The airstrike took place on January 20th in As-Shafah, Syria and details about it emerged on Tuesday night.

A MEMBER of ISIS waves the group’s flag in Raqqa (photo credit: REUTERS)
A MEMBER of ISIS waves the group’s flag in Raqqa
(photo credit: REUTERS)
The coalition to defeat Islamic State ripped apart an ISIS command and control center with air strikes, killing an estimated 150 terrorists in one of the largest daily tolls for the group since the conflict began.
“The precision strikes were a culmination of extensive intelligence preparations to confirm the ISIS headquarters and command and control center in an exclusively ISIS-occupied location in the contested Middle Euphrates River Valley,” the US-led coalition Operation Inherent Resolve said. The air strikes took place Saturday in As-Shafah, Syria.

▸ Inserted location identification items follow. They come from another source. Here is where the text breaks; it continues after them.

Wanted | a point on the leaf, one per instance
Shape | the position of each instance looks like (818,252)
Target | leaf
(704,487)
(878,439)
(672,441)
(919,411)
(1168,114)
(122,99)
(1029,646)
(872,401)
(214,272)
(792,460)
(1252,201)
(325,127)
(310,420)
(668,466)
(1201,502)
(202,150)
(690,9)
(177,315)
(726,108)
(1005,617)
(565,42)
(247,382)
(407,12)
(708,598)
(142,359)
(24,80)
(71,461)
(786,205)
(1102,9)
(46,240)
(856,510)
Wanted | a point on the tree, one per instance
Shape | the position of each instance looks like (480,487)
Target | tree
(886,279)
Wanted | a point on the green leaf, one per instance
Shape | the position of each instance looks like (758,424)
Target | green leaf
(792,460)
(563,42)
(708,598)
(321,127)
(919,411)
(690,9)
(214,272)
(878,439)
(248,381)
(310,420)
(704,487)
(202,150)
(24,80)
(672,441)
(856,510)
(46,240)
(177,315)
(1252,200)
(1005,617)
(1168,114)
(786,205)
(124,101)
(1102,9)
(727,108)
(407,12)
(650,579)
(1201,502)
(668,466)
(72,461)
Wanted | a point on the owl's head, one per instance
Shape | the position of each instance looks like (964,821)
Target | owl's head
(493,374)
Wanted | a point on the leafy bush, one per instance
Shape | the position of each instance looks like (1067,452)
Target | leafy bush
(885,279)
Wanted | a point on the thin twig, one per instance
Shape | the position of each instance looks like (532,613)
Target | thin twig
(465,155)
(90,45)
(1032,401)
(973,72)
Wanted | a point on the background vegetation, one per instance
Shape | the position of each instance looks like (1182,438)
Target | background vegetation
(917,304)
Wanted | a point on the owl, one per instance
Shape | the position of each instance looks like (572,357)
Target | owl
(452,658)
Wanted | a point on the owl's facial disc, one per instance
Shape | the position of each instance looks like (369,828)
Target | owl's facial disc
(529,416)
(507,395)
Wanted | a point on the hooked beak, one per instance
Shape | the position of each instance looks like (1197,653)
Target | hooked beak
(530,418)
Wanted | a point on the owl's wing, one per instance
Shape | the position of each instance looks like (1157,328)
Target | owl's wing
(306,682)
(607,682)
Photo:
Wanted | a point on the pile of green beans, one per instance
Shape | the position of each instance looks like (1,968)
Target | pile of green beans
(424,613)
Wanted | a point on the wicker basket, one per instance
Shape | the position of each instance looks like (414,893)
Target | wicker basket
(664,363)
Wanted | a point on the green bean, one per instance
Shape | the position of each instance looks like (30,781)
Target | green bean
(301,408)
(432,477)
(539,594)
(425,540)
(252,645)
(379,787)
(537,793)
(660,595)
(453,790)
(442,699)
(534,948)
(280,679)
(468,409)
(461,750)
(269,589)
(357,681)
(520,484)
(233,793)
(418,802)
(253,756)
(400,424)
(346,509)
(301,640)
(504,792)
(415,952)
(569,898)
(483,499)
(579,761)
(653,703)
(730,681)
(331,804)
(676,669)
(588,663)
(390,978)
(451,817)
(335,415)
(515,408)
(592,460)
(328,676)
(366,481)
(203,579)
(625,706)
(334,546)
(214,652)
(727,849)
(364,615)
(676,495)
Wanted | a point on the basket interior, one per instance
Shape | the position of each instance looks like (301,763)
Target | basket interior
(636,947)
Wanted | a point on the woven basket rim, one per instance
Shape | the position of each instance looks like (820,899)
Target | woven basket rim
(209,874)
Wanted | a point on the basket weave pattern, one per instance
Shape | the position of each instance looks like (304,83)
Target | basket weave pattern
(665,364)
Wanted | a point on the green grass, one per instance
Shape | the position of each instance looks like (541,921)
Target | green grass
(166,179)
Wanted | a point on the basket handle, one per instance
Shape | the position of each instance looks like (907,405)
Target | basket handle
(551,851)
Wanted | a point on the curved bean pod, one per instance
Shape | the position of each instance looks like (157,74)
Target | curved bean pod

Although 98% of the land ISIS once occupied in Syria and Iraq has been liberated by the coalition, Kurdish and other allies and the governments of Iraq and Syria, there still remain pockets of ISIS control. One of these is a tiny finger of land in Syria near the Iraqi border.
“Syrian Democratic Forces on the ground, who continue to be engaged in heavy fighting against hard-core ISIS remnants’ attempts to regroup, assisted in target observation prior to the strikes.” The coalition says that intelligence ensured no “accidental engagement of nonmilitary personnel.” Translation: No civilians were killed.
The ISIS headquarters contained numerous ISIS fighters, the coalition says. They appeared to be massing for some kind of movement. The coalition has been working to train a stabilization force in eastern Syria that will eventually number in the thousands.
It is also continuing to train the Iraqi security forces to help them control the border and keep ISIS from regrouping.
The killing of 150 ISIS fighters in one day represents one of the largest body counts attributed to a single place during the threeand- a-half-year campaign. It should represent a major blow to the remnants of the organization, which has few fighters left at its disposal. However, the Popular Mobilization Units, a group of mostly Shi’a militias backed by Iran that operate in Iraq, have sent units to the Iraqi side of the border in the last few days to prevent ISIS infiltration of Iraq. This seems to signal a concern that the group still poses a threat.